Na presença de representantes do setor de saúde, equipes de resgate, líderes tribais, instituições oficiais e centenas de cidadãos, os corpos de 54 mártires não identificados, recentemente recebidos pelo Comitê Internacional da Cruz Vermelha (CICV), foram sepultados em uma praça da cidade de Deir al-Balah, no centro da Faixa de Gaza, onde orações foram realizadas antes de serem transportados para o cemitério para o sepultamento.

O Dr. Munir al-Barsh, diretor-geral do Ministério da Saúde de Gaza, foi citado pelo site local Safa dizendo que o sepultamento havia sido adiado porque as famílias não conseguiram identificar os corpos, devido ao desaparecimento de qualquer evidência que pudesse revelar suas identidades. Ele observou que amostras foram coletadas dos corpos para exame durante as investigações, especialmente porque a maioria apresentava sinais de queimaduras, tortura, vendas nos olhos e execução por pelotão de fuzilamento.

O diretor afirmou que o sepultamento foi realizado de acordo com os procedimentos legais e com a participação de especialistas. Ressaltou que os corpos estavam em estado terrível, tendo sido agredidos mesmo após a morte, com rostos queimados e marcas de espancamento. Também foram encontrados sinais de tortura, algemas, cordas enroladas no pescoço e nos pés, além de vendas nos olhos. Ele acrescentou:

“A verdade é que os ferimentos dos mártires eram profundos em várias partes do corpo. Essas cenas horríveis não deixam espaço para identificação, refletindo um crime contra a humanidade.”

O Ministério da Saúde de Gaza estabeleceu um mecanismo eletrônico para a identificação dos corpos. Esse sistema inclui o envio de fotos dos restos mortais, das roupas que vestiam e de quaisquer outros pertences, além da atribuição de um código específico a cada um. Isso permite que as famílias dos desaparecidos examinem as imagens e verifiquem se pertencem aos seus entes queridos, podendo então dirigir-se ao centro onde os corpos estão sendo recolhidos.

Exigência de Implementação do Acordo

Diante do descumprimento dos termos da trégua por parte de Israel, o Hamas apelou aos mediadores para que facilitem a execução do acordo de Sharm el-Sheikh e intervenham de forma eficaz para pôr fim à fome que continua a assolar a Faixa de Gaza, em razão do fechamento da passagem de Rafah e da recusa das forças de ocupação em permitir a entrada de um número suficiente de caminhões de ajuda humanitária no território. 
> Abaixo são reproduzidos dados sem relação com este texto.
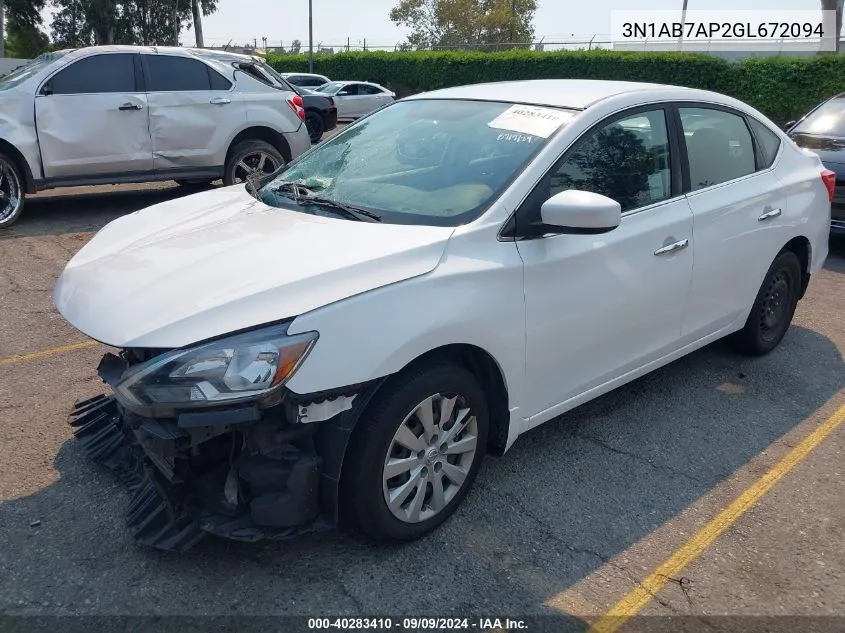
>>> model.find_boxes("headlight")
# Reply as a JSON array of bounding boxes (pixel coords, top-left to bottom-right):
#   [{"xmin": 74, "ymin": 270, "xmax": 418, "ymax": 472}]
[{"xmin": 115, "ymin": 324, "xmax": 317, "ymax": 408}]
Emitido por organizações humanitárias na Faixa de Gaza, o comunicado confirma que mais de um milhão de palestinos — incluindo mulheres, crianças, idosos, além de mães doentes, gestantes e lactantes — sofrem com a fome e não recebem qualquer tipo de ajuda há mais de dez dias, o que agrava ainda mais a já crítica situação na região.

Hamas destacou que as forças de ocupação permitem a passagem de caminhões comerciais, pois estes pagam taxas exorbitantes que beneficiam a ocupação, enquanto os postos de controle israelenses obstruem a passagem de caminhões de ajuda humanitária. Essa prática perpetua o cerco e a fome, sob a crença de que a população da Faixa de Gaza poderia recorrer à emigração como uma possível solução.

O grupo chamou a atenção dos mediadores para o fato de que, embora as discussões e o diálogo se concentrem nas “regras de engajamento”, na manutenção do cessar-fogo e na “delimitação da Linha Amarela”, a questão da abertura da passagem de Rafah e do ritmo de entrada dos caminhões de ajuda humanitária — que permanecem retidos na fronteira devido à intransigência israelense — tem sido negligenciada nas negociações e enfatizou que essa questão exige uma solução equilibrada e uma aplicação justa do Acordo de Sharm el-Sheikh.

* Este é um artigo de opinião, de responsabilidade do autor, e não reflete a opinião do Brasil 247.